First, let’s read the double jeopardy clause. The Fifth Amendment says,

“No person shall be held to answer for a capital, or otherwise infamous crime, unless on a presentment or indictment of a Grand Jury, except in cases arising in the land or naval forces, or in the Militia, when in actual service in time of War or public danger; nor shall any person be subject for the same offence to be twice put in jeopardy of life or limb; nor shall be compelled in any criminal case to be a witness against himself, nor be deprived of life, liberty, or property, without due process of law; nor shall private property be taken for public use, without just compensation.

This doesn’t say two people can’t be convicted of the same crime; it says the same person can’t be tried twice for the same crime. (There are exceptions; for example, a person can be retired after a hung jury, mistrial, or vacation of a conviction because of trial errors.) As explained here, the idea is to keep the State from making “repeated attempts to convict an individual” until it finally scores a guilty verdict.
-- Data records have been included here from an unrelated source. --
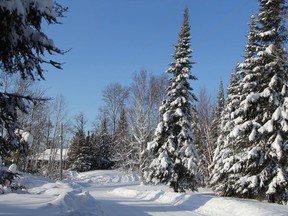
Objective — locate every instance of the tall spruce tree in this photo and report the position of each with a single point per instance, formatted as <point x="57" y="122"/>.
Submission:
<point x="175" y="159"/>
<point x="23" y="44"/>
<point x="258" y="140"/>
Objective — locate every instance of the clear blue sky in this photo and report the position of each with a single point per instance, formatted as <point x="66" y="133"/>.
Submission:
<point x="110" y="40"/>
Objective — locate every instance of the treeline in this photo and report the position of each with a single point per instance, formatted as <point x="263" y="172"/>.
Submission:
<point x="158" y="125"/>
<point x="127" y="122"/>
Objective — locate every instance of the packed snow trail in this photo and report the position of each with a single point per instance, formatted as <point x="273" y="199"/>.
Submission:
<point x="112" y="192"/>
<point x="114" y="202"/>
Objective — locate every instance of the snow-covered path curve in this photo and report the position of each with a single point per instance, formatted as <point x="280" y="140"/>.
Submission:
<point x="116" y="195"/>
<point x="110" y="193"/>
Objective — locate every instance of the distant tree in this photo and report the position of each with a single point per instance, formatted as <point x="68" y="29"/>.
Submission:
<point x="258" y="166"/>
<point x="79" y="154"/>
<point x="204" y="137"/>
<point x="114" y="96"/>
<point x="23" y="45"/>
<point x="224" y="151"/>
<point x="174" y="157"/>
<point x="121" y="150"/>
<point x="146" y="93"/>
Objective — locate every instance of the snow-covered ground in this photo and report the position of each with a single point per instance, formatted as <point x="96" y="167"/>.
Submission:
<point x="105" y="193"/>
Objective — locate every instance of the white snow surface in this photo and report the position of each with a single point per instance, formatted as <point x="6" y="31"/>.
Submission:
<point x="115" y="192"/>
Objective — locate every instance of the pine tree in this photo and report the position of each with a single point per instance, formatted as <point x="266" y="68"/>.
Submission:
<point x="224" y="152"/>
<point x="104" y="145"/>
<point x="79" y="154"/>
<point x="258" y="138"/>
<point x="175" y="160"/>
<point x="22" y="48"/>
<point x="121" y="148"/>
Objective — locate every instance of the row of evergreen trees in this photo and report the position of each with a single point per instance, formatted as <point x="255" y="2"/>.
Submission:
<point x="250" y="127"/>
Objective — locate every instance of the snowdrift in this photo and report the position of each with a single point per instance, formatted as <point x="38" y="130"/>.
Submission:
<point x="94" y="193"/>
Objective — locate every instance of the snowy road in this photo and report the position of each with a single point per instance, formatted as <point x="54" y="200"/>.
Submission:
<point x="114" y="205"/>
<point x="116" y="202"/>
<point x="115" y="193"/>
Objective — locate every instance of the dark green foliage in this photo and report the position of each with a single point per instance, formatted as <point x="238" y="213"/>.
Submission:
<point x="252" y="156"/>
<point x="174" y="159"/>
<point x="79" y="155"/>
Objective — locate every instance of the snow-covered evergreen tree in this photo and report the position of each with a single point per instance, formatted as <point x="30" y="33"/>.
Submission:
<point x="223" y="154"/>
<point x="104" y="147"/>
<point x="175" y="159"/>
<point x="79" y="155"/>
<point x="121" y="150"/>
<point x="22" y="48"/>
<point x="258" y="138"/>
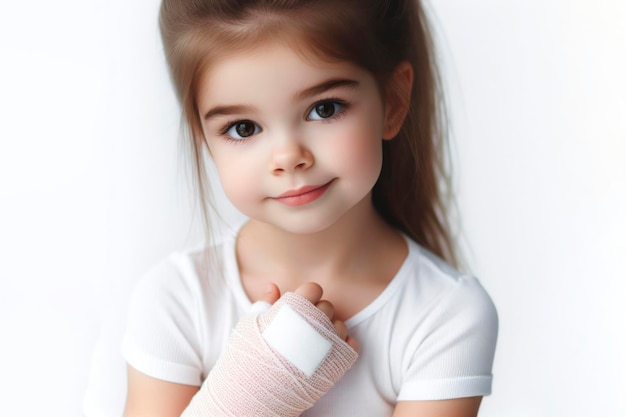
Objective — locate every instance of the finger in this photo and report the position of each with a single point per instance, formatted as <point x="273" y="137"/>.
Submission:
<point x="352" y="342"/>
<point x="327" y="308"/>
<point x="342" y="329"/>
<point x="311" y="291"/>
<point x="272" y="293"/>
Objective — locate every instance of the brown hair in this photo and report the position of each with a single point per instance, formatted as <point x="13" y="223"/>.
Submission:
<point x="376" y="35"/>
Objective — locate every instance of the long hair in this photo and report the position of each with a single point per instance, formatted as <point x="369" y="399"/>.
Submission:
<point x="376" y="35"/>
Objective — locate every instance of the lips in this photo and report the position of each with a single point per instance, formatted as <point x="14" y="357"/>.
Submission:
<point x="303" y="195"/>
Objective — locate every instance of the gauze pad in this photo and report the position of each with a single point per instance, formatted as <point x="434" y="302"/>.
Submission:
<point x="277" y="363"/>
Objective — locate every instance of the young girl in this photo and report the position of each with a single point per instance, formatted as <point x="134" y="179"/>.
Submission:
<point x="322" y="119"/>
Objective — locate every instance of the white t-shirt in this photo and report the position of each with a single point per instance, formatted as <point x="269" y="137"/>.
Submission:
<point x="430" y="334"/>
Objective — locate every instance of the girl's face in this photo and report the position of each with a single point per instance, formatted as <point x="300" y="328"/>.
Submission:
<point x="296" y="142"/>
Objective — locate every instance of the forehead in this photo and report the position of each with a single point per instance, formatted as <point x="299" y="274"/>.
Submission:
<point x="269" y="70"/>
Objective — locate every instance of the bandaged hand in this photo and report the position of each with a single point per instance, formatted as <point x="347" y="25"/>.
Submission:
<point x="279" y="360"/>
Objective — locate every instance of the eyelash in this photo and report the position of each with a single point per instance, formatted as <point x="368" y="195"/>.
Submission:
<point x="340" y="113"/>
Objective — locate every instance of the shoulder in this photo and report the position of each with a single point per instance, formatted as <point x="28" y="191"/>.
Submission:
<point x="448" y="291"/>
<point x="165" y="336"/>
<point x="453" y="333"/>
<point x="177" y="275"/>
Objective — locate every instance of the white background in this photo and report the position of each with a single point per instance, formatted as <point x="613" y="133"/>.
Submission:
<point x="93" y="191"/>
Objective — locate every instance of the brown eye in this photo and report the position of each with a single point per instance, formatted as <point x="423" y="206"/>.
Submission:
<point x="243" y="129"/>
<point x="326" y="110"/>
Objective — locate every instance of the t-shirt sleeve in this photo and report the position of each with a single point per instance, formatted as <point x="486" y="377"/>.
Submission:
<point x="451" y="356"/>
<point x="161" y="339"/>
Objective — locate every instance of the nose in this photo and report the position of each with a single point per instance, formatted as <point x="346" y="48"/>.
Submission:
<point x="290" y="157"/>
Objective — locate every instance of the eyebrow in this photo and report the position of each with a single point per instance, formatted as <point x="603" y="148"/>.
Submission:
<point x="302" y="95"/>
<point x="228" y="110"/>
<point x="325" y="86"/>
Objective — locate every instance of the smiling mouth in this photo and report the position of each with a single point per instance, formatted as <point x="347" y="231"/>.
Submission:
<point x="303" y="195"/>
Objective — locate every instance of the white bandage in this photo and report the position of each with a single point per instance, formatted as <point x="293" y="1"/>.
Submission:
<point x="278" y="363"/>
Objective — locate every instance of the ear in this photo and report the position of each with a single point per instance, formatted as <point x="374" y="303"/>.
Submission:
<point x="398" y="99"/>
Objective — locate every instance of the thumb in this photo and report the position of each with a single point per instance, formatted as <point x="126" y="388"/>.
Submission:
<point x="271" y="295"/>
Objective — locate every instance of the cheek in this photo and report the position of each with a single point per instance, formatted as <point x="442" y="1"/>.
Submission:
<point x="359" y="151"/>
<point x="236" y="177"/>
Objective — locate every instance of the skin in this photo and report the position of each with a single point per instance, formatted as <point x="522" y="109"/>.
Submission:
<point x="333" y="246"/>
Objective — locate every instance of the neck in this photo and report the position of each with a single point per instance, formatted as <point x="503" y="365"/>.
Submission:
<point x="349" y="245"/>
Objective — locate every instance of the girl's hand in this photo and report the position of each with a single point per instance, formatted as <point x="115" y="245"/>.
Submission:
<point x="313" y="292"/>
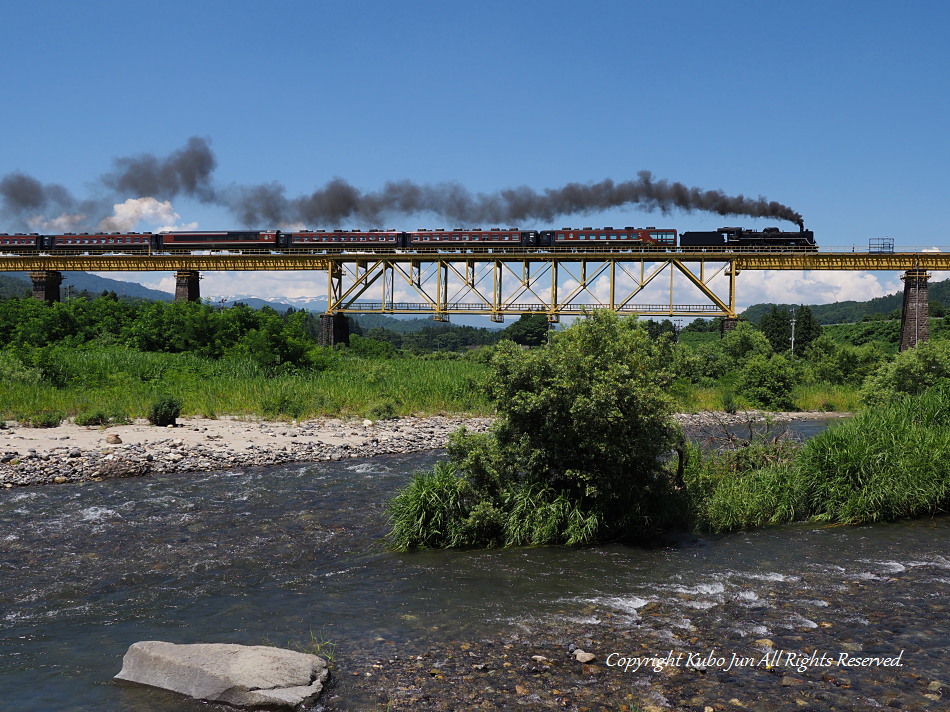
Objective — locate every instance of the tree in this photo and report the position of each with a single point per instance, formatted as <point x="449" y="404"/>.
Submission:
<point x="807" y="329"/>
<point x="912" y="372"/>
<point x="768" y="381"/>
<point x="576" y="453"/>
<point x="744" y="342"/>
<point x="529" y="330"/>
<point x="776" y="324"/>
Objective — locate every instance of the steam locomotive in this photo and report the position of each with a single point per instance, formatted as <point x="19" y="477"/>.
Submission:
<point x="586" y="239"/>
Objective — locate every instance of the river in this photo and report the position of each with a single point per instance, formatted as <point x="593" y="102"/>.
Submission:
<point x="277" y="555"/>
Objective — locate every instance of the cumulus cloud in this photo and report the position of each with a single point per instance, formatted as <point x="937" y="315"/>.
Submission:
<point x="135" y="210"/>
<point x="814" y="287"/>
<point x="66" y="222"/>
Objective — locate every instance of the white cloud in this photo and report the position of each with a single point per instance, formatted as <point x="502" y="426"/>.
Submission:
<point x="67" y="222"/>
<point x="133" y="211"/>
<point x="813" y="287"/>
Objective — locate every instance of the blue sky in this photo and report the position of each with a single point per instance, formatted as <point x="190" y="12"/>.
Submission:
<point x="836" y="109"/>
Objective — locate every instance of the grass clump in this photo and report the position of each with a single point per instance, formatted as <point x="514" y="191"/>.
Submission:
<point x="577" y="453"/>
<point x="44" y="419"/>
<point x="887" y="463"/>
<point x="164" y="411"/>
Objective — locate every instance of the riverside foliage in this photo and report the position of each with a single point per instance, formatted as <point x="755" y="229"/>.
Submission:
<point x="886" y="463"/>
<point x="577" y="452"/>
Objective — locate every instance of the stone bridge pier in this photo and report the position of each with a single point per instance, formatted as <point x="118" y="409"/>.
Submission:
<point x="334" y="329"/>
<point x="46" y="285"/>
<point x="914" y="325"/>
<point x="186" y="286"/>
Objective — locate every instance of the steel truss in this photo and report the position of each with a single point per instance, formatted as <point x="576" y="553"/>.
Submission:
<point x="555" y="285"/>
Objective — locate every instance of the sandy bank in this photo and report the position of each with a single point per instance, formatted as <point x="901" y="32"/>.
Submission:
<point x="73" y="453"/>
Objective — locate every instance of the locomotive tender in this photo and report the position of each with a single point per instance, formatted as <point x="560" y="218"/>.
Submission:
<point x="586" y="239"/>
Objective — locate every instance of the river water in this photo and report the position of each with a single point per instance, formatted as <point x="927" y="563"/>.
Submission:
<point x="277" y="555"/>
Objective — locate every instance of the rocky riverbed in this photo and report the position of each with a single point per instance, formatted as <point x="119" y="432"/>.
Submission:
<point x="71" y="453"/>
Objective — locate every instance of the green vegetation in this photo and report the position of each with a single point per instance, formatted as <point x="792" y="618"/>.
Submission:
<point x="886" y="463"/>
<point x="576" y="454"/>
<point x="164" y="411"/>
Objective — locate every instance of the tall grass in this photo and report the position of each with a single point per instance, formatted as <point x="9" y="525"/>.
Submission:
<point x="125" y="383"/>
<point x="884" y="464"/>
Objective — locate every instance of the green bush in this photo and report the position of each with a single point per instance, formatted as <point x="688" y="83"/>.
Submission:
<point x="42" y="420"/>
<point x="164" y="411"/>
<point x="577" y="452"/>
<point x="911" y="372"/>
<point x="96" y="417"/>
<point x="768" y="382"/>
<point x="886" y="463"/>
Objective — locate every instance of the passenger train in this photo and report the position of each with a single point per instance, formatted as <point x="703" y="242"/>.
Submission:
<point x="585" y="239"/>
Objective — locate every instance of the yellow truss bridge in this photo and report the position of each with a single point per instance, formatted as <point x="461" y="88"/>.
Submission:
<point x="496" y="282"/>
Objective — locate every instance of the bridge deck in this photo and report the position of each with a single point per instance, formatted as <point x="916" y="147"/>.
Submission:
<point x="741" y="259"/>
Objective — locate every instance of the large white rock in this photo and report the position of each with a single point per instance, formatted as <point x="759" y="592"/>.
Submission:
<point x="240" y="675"/>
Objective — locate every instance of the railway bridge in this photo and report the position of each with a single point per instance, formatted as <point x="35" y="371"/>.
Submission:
<point x="500" y="282"/>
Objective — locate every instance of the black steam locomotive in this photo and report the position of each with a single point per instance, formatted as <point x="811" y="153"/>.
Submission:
<point x="586" y="239"/>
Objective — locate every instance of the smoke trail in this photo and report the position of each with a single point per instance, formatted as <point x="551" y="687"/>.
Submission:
<point x="189" y="172"/>
<point x="185" y="172"/>
<point x="28" y="203"/>
<point x="339" y="201"/>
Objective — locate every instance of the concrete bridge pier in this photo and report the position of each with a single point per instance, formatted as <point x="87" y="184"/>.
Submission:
<point x="334" y="329"/>
<point x="914" y="325"/>
<point x="186" y="286"/>
<point x="46" y="285"/>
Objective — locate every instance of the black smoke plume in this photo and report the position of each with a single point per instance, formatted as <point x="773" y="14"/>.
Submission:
<point x="189" y="171"/>
<point x="185" y="172"/>
<point x="339" y="202"/>
<point x="28" y="203"/>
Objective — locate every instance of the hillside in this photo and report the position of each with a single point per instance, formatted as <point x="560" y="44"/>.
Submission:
<point x="852" y="311"/>
<point x="17" y="284"/>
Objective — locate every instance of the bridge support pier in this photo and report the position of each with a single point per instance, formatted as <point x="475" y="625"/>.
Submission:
<point x="914" y="325"/>
<point x="46" y="285"/>
<point x="334" y="329"/>
<point x="186" y="286"/>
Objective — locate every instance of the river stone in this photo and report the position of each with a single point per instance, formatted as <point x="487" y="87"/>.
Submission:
<point x="239" y="675"/>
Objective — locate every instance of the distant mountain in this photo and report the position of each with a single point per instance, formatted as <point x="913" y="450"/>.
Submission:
<point x="19" y="284"/>
<point x="851" y="311"/>
<point x="318" y="305"/>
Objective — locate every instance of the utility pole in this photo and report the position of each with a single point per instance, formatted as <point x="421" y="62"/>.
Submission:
<point x="793" y="332"/>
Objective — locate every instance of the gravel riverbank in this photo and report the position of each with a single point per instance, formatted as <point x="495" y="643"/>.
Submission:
<point x="72" y="453"/>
So it’s pretty clear that if Lee was innocent, and Mrs. Lee’s real killer is caught, the same governor could shovel him into the same execution chamber and dispatch him with the same (or perhaps better) due process.

Somebody made a movie with a slightly different twist. Called “Double Jeopardy” (what else?), its plot involves a husband faking his own death and framing his wife for his murder, for which she goes to prison, and after getting out she kills him. Having already been convicted of murdering him, could she be prosecuted for his real death? Watch this:

But don’t take it as legal advice. That’s a movie, and Tommy Lee Jones is an actor spewing a scriptwriter’s lines, not a real lawyer making an actual legal argument.

This one really is a no-brainer. They’re two different crimes, committed separately and at different times and places, so she can be tried for both of them. The first one resulted in a wrongful conviction, because no crime was committed, but if she shoots him, she’s guilty as stink the second time. (To find out how the scriptwriter wriggled out of legal malpractice, go here.)

And that’s as it should be. Were it otherwise, killers could fake their victims’ deaths, get their convictions thrown out when the victim turns up alive, then have a license to kill them for keeps. No civilized legal system can tolerate an outcome like that.